第二次『幻想と怪奇』に喝采!
伝説の雑誌〈幻想と怪奇〉が45年の歳月を経て甦った!
昨秋に旧号12冊から作品を採った『幻想と怪奇 傑作選』を刊行し、このたび第二次『幻想と怪奇』として新創刊である。書店・取次の扱いは雑誌ではなく書籍だ。本欄では書店に置かれている時期が限定される雑誌は取りあげないのだが、本書(という呼びかたはしっくりこず、気分的にはやはり雑誌と言いたいのだけど)は範疇内である。
まずは、編集人の牧原勝志さんに拍手を。彼は各社で幻想文学の企画を実現させてきた、この道ひとすじの傑物である。
新しい『幻想と怪奇』の一冊目は「ヴィクトリアン・ワンダーランド 英國奇想博覧會」と題し、19世紀後半のイギリス作品と、その時代に材を採った現代作家の作品を集めている。
SFサイドで「ヴィクトリアン」といえば産業革命と急速な都市化のイメージが強いのだが、本書のひとつの柱となっているJ・シェリダン・レ・ファニュ(「トム・チャフの見た幻」と「ドラムガニョールの白い猫」およびオーガスト・ダーレスによる模作「教会墓地の櫟」を訳出)は、荒野や平原、廃墟化した町が舞台だ。
また題材的にも、チャールズ・ディケンズ「幽霊屋敷の人々」、ウィルキー・コリンズ「食器棚の部屋」(この二作はディケンズが企画したリレー小説のうちの第一話と第五話)では幽霊屋敷、リチャード・マーシュ「奇妙な写真」では心霊写真と、神秘的な現象や気配が中心となる。SFの鼻祖H・G・ウエルズも、アフリカの呪術を扱った「ポロックとポロ団の男」で登場。
本書冒頭のエッセイ「ヴィクトリアン・インフィニティ」で北原尚彦さんが、次のように述べている。
ヴィクトリア時代は大きな変化の過程にあり、様々な「両極」のものが入り混じっていた。科学が急速に発展しているのに、心霊術が流行し降霊会があちこちで開かれた。

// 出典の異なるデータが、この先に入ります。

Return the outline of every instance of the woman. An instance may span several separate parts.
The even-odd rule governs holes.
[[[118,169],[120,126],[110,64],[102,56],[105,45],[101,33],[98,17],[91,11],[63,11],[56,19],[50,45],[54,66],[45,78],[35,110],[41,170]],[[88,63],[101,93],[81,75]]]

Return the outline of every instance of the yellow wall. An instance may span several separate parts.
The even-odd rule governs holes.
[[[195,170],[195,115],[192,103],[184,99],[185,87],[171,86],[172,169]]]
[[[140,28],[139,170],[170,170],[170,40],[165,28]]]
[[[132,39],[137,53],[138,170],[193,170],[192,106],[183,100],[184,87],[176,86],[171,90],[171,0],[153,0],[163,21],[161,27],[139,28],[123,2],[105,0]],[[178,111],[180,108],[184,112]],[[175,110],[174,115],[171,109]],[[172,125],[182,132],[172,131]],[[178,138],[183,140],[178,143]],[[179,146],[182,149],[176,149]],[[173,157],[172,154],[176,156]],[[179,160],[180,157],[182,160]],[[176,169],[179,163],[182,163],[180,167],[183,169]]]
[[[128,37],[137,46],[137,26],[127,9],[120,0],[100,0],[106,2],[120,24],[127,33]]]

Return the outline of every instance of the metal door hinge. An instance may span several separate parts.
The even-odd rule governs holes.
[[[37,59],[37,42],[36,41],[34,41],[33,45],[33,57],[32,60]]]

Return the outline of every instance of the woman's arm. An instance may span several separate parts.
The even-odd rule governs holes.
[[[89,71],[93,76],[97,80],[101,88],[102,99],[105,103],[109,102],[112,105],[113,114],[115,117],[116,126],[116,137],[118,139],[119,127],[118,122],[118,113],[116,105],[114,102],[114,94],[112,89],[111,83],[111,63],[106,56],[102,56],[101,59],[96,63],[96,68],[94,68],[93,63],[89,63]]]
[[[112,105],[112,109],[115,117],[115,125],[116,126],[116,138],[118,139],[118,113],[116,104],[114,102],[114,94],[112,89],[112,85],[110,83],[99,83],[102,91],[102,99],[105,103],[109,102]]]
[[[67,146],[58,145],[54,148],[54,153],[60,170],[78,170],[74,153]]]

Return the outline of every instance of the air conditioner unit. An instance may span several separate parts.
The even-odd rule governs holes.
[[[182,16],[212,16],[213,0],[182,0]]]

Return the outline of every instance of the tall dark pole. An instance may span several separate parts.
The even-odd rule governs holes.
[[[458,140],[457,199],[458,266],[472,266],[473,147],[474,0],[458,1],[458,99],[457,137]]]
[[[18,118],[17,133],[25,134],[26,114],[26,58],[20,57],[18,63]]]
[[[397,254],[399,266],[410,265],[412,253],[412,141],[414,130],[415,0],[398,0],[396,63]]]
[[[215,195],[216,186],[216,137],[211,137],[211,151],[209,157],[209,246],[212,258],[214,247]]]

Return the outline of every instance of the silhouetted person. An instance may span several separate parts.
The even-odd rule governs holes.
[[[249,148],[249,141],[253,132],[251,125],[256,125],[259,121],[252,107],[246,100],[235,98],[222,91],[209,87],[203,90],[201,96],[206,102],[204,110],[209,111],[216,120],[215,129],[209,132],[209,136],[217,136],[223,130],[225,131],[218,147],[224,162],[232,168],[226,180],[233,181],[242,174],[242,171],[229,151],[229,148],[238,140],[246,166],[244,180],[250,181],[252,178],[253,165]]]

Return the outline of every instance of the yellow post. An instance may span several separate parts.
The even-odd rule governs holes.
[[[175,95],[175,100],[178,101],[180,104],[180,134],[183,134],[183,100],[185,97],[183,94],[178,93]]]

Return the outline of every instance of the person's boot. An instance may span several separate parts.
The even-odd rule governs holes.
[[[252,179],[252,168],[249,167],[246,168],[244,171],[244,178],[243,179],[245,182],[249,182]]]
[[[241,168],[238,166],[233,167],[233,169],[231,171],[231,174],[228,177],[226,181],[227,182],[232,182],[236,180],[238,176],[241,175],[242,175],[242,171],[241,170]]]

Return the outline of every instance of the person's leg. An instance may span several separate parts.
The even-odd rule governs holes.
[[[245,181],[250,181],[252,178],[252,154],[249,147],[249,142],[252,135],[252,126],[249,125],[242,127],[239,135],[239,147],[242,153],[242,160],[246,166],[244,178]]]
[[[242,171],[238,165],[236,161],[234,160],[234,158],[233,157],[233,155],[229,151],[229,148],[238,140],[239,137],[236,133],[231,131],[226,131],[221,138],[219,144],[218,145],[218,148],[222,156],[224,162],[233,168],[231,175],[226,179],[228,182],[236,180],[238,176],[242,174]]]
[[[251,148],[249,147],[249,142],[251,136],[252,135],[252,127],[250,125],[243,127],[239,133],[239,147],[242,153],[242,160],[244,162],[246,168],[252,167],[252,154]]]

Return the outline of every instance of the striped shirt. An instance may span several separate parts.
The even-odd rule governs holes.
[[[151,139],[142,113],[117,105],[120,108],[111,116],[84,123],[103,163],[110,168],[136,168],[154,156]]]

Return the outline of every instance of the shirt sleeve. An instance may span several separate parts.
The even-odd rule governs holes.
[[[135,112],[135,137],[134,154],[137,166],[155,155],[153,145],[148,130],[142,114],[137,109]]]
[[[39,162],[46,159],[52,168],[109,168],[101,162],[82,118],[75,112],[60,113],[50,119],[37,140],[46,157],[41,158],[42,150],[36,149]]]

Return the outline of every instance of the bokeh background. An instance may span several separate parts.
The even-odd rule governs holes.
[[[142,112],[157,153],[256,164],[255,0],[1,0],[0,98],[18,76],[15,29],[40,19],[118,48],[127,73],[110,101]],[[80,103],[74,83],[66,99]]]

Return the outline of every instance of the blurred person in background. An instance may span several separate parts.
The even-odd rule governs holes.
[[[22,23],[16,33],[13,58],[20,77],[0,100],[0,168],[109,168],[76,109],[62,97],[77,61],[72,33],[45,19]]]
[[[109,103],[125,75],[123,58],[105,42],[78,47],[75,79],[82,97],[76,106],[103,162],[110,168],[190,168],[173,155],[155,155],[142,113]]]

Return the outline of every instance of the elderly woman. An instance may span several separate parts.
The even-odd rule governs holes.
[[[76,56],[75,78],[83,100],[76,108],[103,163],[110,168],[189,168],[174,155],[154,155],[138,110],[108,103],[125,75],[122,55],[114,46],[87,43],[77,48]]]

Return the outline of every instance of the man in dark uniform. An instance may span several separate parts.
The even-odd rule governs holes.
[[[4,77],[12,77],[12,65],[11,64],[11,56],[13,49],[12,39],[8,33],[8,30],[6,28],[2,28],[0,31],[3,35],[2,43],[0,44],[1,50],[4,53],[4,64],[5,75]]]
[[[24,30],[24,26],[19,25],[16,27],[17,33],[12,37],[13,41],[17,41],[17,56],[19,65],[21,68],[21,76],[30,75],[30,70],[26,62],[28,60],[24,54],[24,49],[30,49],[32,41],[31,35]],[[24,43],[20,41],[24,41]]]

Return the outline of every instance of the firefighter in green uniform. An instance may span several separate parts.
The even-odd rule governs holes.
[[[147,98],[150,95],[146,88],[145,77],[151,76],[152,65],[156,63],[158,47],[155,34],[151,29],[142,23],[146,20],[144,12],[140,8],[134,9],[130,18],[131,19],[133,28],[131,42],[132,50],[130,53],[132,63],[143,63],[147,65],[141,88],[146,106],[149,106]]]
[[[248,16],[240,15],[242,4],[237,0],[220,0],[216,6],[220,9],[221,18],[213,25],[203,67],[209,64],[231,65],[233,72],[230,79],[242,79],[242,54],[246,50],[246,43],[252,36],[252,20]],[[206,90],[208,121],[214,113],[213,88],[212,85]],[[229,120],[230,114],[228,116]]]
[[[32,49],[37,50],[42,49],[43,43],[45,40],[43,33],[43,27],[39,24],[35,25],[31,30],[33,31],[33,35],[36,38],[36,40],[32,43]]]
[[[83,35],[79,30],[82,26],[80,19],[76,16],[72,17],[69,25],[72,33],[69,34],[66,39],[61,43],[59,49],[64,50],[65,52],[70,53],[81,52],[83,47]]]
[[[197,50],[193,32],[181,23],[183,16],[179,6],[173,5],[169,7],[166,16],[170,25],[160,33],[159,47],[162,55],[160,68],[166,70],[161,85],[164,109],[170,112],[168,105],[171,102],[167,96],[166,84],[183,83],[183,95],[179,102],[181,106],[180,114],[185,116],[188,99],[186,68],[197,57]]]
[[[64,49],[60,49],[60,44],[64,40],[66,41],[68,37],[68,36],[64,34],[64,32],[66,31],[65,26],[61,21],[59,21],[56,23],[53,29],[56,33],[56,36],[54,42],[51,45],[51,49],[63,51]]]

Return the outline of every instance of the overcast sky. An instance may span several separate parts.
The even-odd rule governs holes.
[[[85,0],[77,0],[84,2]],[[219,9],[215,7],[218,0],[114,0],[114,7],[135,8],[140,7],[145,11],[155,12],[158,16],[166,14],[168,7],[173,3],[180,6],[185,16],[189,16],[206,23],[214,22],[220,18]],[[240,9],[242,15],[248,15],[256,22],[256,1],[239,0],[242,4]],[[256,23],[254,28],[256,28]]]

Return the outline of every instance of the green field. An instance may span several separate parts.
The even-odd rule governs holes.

先述した急速な都市化も、ひとびとの生活に光ばかりではなく、むしろ新しい闇をもたらした。その象徴とも言うべきが、切り裂きジャックである。この事件を題材に夥しい数のフィクションがつくられているが、本書ではそのうち最初期に位置する作品としてベロック・ローンズ「下宿人」(オリジナル版)を採っている。オリジナル版と断っているのは、のちに加筆されて長篇化されているからだ。凄惨な連続通り魔事件が世間を騒がすなか、老夫婦の家主が謎めいた下宿人を疑いはじめ……というプロットだが、疑念が左右に揺れるさまが絶妙。
いっぽう、現代作家による作品では、キム・ニューマン「ジキル博士とハイド氏、その後」がもっとも面白く読めた。スティーヴンスン『ジキル博士とハイド氏』後日譚で、ジキル博士とは別にハイド氏が存在したとの大胆な設定のもと、いっそう不吉な物語が展開される。たんにオリジナルをひっくり返すのではなく、人間心理の二面性というテーマに別な切り口でアプローチしているのが見事。
日本作家では、高野史緒がワイルド『ドリアン・グレイの肖像』を裏返しにしたような「アイリーンの肖像」、井上雅彦が霧のなかで怪異が二転三転する「霧先案内人」で登場。どちらも、作家の個性がよく出たショートショート。
さて本書の最大の呼びものは、荒俣宏・島村義正・竹上昭の三氏による「回想の『リトル・ウィアード』」だろう。怪奇小説ファンなら知らない者はいない、伝説のファンジン『リトル・ウィアード』の軌跡を貴重な楽屋話をまじえて振り返る。『リトル・ウィアード』の総目次つき。